Le contrat a été conclu pour une durée initiale de cinq ans, du 1
er
juillet
2006 au 30 juin 2011, le bail se renouvelant ensuite aux mêmes
conditions de cinq ans en cinq ans, sauf avis de résiliation de l’une ou
l’autre des parties donné et reçu au moins une année à l’avance pour la
prochaine échéance. Le loyer mensuel a été fixé à 1'800 fr. plus 200 fr.
d’acompte de chauffage, d’eau chaude et de frais accessoires. Le contrat
précise que les deux locataires sont conjointement et solidairement
responsables.
b) Par courrier du 21 juin 2010, A. a indiqué à la régie
qu’il souhaitait être libéré de tout engagement en relation avec le contrat
de bail, de manière anticipée ou au plus tard pour la fin du bail, soit au 30
juin 2011 ; il faisait en substance valoir que les rapports qu’il entretenait
avec son colocataire étaient devenus conflictuels.
Par lettre du 23 juillet 2010, la régie a invité W.________ à lui
faire savoir par écrit, avant le 2 août 2010, s’il donnait son accord à la
résiliation du bail, telle que souhaitée par son colocataire.
Par courrier du 30 juillet 2010, W.________ a répondu à la régie
qu’il s’opposait à la résiliation et qu’il souhaitait reprendre seul le bail.
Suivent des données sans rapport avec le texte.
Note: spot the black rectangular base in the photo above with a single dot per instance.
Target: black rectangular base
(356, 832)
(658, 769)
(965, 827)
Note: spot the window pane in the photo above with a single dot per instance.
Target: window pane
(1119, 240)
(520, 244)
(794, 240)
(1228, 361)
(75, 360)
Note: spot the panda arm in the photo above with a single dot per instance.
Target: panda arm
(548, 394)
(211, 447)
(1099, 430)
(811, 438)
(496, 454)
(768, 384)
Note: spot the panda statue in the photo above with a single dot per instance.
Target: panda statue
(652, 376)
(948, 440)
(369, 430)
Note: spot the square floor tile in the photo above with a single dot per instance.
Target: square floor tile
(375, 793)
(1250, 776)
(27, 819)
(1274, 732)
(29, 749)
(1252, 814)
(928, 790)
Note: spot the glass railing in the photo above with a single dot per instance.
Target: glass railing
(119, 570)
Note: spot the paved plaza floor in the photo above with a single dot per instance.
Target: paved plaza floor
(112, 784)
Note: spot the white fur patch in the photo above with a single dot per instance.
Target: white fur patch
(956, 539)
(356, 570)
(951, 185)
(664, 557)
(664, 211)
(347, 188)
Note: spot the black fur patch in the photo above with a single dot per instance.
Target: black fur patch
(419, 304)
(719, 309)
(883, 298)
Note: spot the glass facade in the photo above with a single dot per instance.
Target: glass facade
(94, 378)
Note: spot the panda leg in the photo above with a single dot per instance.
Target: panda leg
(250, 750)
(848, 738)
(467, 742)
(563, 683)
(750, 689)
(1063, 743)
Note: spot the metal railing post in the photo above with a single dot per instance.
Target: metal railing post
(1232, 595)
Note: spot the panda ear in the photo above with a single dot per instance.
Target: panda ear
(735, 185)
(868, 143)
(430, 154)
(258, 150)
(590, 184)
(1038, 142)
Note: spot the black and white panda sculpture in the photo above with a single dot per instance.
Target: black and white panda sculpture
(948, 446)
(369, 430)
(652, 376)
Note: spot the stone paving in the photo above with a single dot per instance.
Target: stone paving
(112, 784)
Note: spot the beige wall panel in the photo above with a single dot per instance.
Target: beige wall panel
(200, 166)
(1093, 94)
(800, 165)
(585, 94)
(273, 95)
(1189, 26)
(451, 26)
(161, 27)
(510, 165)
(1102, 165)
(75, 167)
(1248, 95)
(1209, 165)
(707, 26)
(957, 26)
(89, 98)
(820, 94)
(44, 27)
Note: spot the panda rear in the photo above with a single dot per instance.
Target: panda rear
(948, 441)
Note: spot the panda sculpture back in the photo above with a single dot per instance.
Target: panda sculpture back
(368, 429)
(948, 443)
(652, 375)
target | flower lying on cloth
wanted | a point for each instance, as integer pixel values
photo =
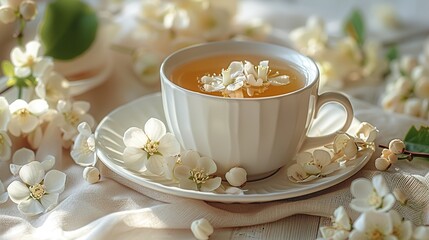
(146, 149)
(38, 192)
(322, 162)
(24, 156)
(196, 173)
(238, 77)
(3, 194)
(373, 195)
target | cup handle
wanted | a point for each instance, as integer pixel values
(312, 142)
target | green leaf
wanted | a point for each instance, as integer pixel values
(68, 28)
(355, 27)
(417, 140)
(8, 68)
(392, 54)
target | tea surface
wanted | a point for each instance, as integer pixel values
(188, 74)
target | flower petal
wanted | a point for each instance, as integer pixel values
(361, 188)
(49, 200)
(182, 172)
(135, 159)
(168, 145)
(38, 107)
(207, 164)
(135, 137)
(18, 191)
(211, 184)
(32, 173)
(361, 205)
(23, 156)
(154, 129)
(30, 207)
(55, 181)
(155, 164)
(380, 185)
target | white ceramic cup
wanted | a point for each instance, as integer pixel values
(258, 134)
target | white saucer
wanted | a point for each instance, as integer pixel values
(110, 147)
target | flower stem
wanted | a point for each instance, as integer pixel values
(410, 154)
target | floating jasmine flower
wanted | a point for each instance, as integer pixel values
(318, 163)
(83, 150)
(146, 149)
(236, 176)
(5, 146)
(371, 196)
(71, 114)
(341, 226)
(196, 173)
(38, 192)
(372, 225)
(3, 194)
(201, 229)
(24, 156)
(25, 116)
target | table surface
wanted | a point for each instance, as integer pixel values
(122, 86)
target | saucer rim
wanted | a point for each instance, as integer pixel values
(304, 188)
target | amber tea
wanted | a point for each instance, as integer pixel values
(219, 75)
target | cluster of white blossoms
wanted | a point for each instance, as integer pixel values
(341, 61)
(407, 90)
(152, 150)
(377, 219)
(13, 10)
(166, 26)
(243, 78)
(324, 161)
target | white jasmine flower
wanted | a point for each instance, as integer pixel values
(7, 15)
(28, 10)
(367, 132)
(341, 226)
(402, 229)
(5, 146)
(25, 116)
(396, 146)
(24, 156)
(38, 192)
(371, 196)
(196, 173)
(201, 229)
(146, 149)
(372, 225)
(344, 146)
(25, 60)
(231, 79)
(4, 113)
(421, 233)
(236, 176)
(83, 150)
(91, 175)
(70, 115)
(3, 194)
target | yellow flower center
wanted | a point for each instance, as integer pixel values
(151, 147)
(199, 177)
(37, 191)
(375, 199)
(376, 235)
(72, 118)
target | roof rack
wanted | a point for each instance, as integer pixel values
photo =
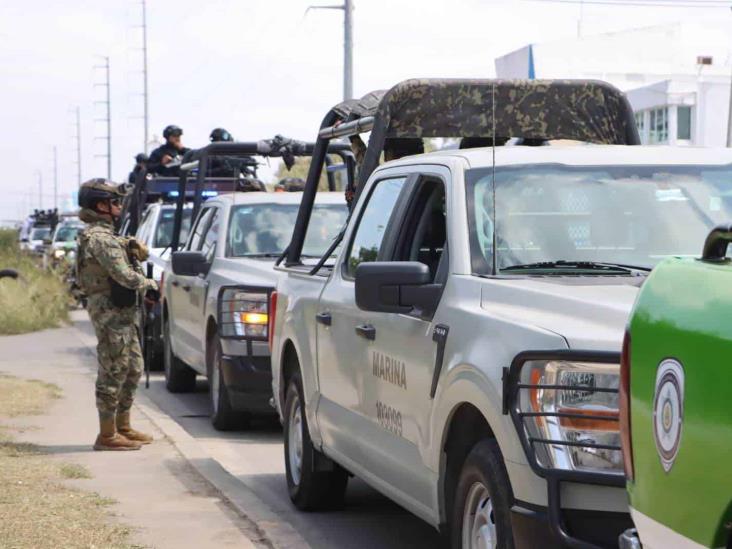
(279, 146)
(580, 110)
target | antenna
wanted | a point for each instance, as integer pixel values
(108, 117)
(347, 8)
(55, 176)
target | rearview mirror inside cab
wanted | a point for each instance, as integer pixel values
(396, 287)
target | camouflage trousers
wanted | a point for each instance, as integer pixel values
(118, 353)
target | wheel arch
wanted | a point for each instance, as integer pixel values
(466, 426)
(290, 362)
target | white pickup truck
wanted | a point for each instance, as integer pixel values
(461, 354)
(216, 292)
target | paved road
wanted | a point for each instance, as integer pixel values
(255, 457)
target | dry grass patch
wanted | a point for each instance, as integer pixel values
(36, 509)
(21, 397)
(37, 300)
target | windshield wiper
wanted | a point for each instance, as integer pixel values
(578, 266)
(263, 254)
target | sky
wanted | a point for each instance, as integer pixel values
(256, 67)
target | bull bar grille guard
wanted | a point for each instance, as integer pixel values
(511, 405)
(223, 322)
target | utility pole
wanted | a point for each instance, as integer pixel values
(108, 118)
(146, 112)
(55, 177)
(40, 189)
(347, 8)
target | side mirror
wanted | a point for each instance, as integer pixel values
(396, 287)
(189, 263)
(715, 246)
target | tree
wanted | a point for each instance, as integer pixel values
(300, 169)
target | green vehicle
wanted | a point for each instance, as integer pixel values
(676, 403)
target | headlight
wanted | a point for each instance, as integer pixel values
(244, 313)
(569, 410)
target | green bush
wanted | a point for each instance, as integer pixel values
(38, 299)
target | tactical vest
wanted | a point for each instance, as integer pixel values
(90, 276)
Il a
ainsi requis de la régie qu’elle lui fasse parvenir un nouveau contrat ou un
acte de transfert de bail.
La régie n’a pas accepté de résilier le bail d’A.________ au motif
que la résiliation n’émanait que de l’un des deux colocataires ; par
ailleurs, le contrat de bail n’avait pas été repris par W..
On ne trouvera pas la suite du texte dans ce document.